Health Monitoring and vovnotifyd
You can set up basic Altair Accelerator health monitoring tests with mail notification. When the Accelerator system gets into any of your defined "unhealthy" conditions, a list of configured users will receive alert email notifications.
- Long jobs that are stuck: stuck jobs do not use any CPU
- Someone has jobs waiting in queue for too long
- Any user has an unusually high ratio of failed jobs
- Any host(s) fails all jobs
- The server size (and other server related parameters) is growing
- There are too many out of queue jobs (for Allocator (also known as MultiQueue) setup only)
Role | Location | Notes |
---|---|---|
Global | $VOVDIR/tcl/vtcl/vovhealthlib.tcl | Part of distribution |
Site specific | $VOVDIR/local/vovhealthlib.tcl | Optional |
Project specific | PROJECT.swd/vovnotifyd/vovhealthlib.tcl | Optional |
Configuring Health Monitoring
By default, all checks defined in the vovhealthlib.tcl files are enabled.
If you want to change parameters in the health checks, you need to change the config.tcl file in the vovnotifyd directory.
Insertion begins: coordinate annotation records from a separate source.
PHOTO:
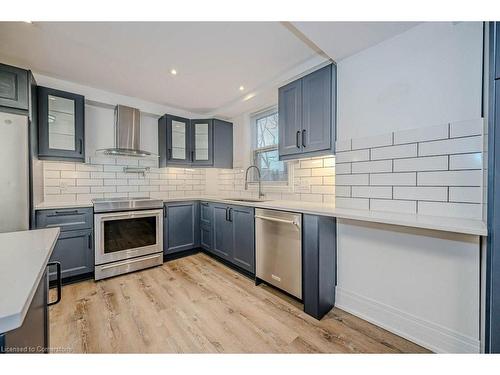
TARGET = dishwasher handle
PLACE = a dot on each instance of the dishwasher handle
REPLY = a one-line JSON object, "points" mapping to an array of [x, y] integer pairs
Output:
{"points": [[292, 222]]}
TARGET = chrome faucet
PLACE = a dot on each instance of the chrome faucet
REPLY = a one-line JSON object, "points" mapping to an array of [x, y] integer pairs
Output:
{"points": [[261, 194]]}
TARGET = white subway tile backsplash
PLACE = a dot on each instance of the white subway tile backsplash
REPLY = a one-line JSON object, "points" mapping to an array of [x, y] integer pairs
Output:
{"points": [[401, 179], [372, 166], [408, 207], [394, 152], [424, 193], [343, 145], [354, 203], [343, 168], [461, 210], [431, 163], [450, 178], [466, 161], [466, 128], [422, 134], [312, 163], [451, 146], [373, 141], [372, 192], [343, 191], [348, 156], [352, 179], [469, 194]]}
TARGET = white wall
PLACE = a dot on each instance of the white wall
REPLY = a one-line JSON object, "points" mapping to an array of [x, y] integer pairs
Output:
{"points": [[427, 76], [415, 283]]}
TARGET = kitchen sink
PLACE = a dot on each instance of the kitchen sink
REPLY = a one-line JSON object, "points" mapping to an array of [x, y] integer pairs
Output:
{"points": [[245, 200]]}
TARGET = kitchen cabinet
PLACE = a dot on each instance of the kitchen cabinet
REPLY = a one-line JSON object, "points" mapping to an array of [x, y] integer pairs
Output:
{"points": [[13, 87], [195, 143], [74, 248], [242, 219], [222, 232], [174, 141], [33, 335], [181, 229], [234, 235], [306, 115], [61, 131], [206, 214], [75, 251], [202, 143], [319, 266]]}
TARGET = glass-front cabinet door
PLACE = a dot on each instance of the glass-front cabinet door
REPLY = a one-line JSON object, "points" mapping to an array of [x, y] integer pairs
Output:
{"points": [[61, 125], [201, 142], [178, 129]]}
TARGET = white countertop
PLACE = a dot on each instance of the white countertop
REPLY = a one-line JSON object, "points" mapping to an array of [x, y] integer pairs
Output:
{"points": [[446, 224], [23, 258]]}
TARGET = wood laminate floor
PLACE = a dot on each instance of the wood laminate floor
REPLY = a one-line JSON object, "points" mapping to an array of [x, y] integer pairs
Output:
{"points": [[197, 305]]}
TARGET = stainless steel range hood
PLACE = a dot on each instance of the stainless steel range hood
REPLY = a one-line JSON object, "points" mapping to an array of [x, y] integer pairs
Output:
{"points": [[127, 133]]}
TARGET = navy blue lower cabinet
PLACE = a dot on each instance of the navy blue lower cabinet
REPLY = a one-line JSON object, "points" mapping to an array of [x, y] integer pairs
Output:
{"points": [[319, 235], [75, 251], [243, 222], [222, 232], [181, 229], [33, 335]]}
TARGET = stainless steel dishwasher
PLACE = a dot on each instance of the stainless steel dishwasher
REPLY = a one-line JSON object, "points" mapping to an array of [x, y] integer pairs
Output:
{"points": [[278, 257]]}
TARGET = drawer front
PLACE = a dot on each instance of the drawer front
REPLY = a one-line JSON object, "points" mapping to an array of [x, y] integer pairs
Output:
{"points": [[66, 219], [75, 251]]}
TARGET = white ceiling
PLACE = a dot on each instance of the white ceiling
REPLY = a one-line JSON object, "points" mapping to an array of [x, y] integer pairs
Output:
{"points": [[212, 58], [343, 39]]}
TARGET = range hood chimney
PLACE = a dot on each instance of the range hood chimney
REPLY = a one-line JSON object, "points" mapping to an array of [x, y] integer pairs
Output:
{"points": [[127, 133]]}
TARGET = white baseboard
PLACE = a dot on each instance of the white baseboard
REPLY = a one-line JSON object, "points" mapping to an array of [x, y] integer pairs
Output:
{"points": [[427, 334]]}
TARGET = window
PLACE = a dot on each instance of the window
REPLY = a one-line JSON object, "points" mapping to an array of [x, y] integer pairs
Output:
{"points": [[265, 154]]}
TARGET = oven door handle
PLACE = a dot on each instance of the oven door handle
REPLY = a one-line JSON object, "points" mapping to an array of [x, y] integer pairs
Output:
{"points": [[131, 215], [128, 262]]}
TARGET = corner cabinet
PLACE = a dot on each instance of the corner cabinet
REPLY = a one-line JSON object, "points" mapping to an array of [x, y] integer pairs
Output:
{"points": [[234, 235], [181, 227], [74, 248], [306, 115], [195, 143], [13, 87], [61, 129]]}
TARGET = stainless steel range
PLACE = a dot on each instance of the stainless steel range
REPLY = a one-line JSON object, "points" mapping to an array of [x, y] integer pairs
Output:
{"points": [[128, 235]]}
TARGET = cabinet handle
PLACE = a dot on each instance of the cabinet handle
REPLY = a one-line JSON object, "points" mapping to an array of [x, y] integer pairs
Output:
{"points": [[63, 213], [59, 282]]}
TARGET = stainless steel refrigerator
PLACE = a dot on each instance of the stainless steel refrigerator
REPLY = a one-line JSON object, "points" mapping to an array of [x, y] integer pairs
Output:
{"points": [[14, 172]]}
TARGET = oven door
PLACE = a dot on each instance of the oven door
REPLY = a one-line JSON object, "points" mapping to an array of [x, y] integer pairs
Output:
{"points": [[124, 235]]}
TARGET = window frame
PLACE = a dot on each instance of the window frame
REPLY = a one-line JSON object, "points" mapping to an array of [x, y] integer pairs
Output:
{"points": [[279, 185]]}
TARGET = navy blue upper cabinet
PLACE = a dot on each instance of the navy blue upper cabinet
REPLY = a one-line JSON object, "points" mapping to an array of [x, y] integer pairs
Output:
{"points": [[306, 110], [174, 141], [181, 226], [195, 143], [497, 48], [61, 131], [290, 118], [202, 143], [13, 87]]}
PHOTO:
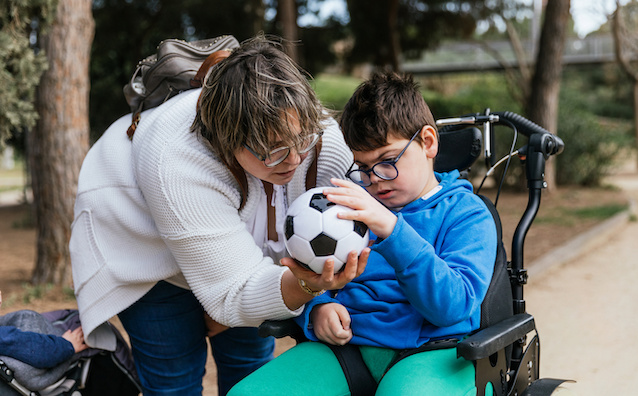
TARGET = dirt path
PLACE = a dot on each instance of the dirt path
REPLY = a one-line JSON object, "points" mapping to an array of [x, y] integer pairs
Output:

set NOTIFYD(server) "tiger"
set NOTIFYD(port) 25
set NOTIFYD(sourcedomain) "mycompany.com"
set admin "dexin"
set cadmgr "john"
#
# Check if we have long stuck jobs. Check every 1 minute. If we have such
# jobs, send alert emails to the owner of the job (@USER@) and
# admin (here "dexin").
#
# Definition of "long stuck job": has been running at lease 10 hours and but has used no
# more than 20 seconds CPU time in total.
#
registerHealthCheck "doTestHealthLongJobsNoCpu -longJobDur 10h -minCpu 20" -checkFreq 1m -mailFreq 1d -recipients "@USER@ $admin"
#
# Check if we have jobs stuck, i.e., jobs that are not burning any CPU at all. And this situation
# has been persistent for at least 10 minutes.
#
# Check every 1 minute. If we have such jobs, send alert emails to the owner of the
# job (@USER@) and admin (here "dexin").
#
# This check is similar to doTestHealthLongJobsNoCpu but will be quicker to detect stuck jobs.
#
registerHealthCheck "doTestHealthJobStuck -maxNoCpuTime 10m" -checkFreq 1m -mailFreq 1d -recipients "@USER@ $admin"
#
# Check if any user has too many failed jobs. Check every 30 minutes. If we
# have such users, send alert emails to the owner of the job (@USER@),
# admin (here "dexin") and cadmgr ( here "john" ).
#
# Definition of "too many failures": a user has at least 1000 jobs in NetworkComputer
# with at least 90% failures
#
registerHealthCheck "doTestHealthTooManyFailures -minJobs 1000 -failRatio 0.9" -checkFreq 30m -mailFreq 1d -recipients "@USER@ $admin $cadmgr"
#
# Check if the server size is growing. Check other server related parameters as
# well, including number of jobs, number of queued jobs, etc.
#
# For everything that is checked, if the number grows over 60.0% compared to last time
# it is checked, send alert emails to the admin (here "dexin")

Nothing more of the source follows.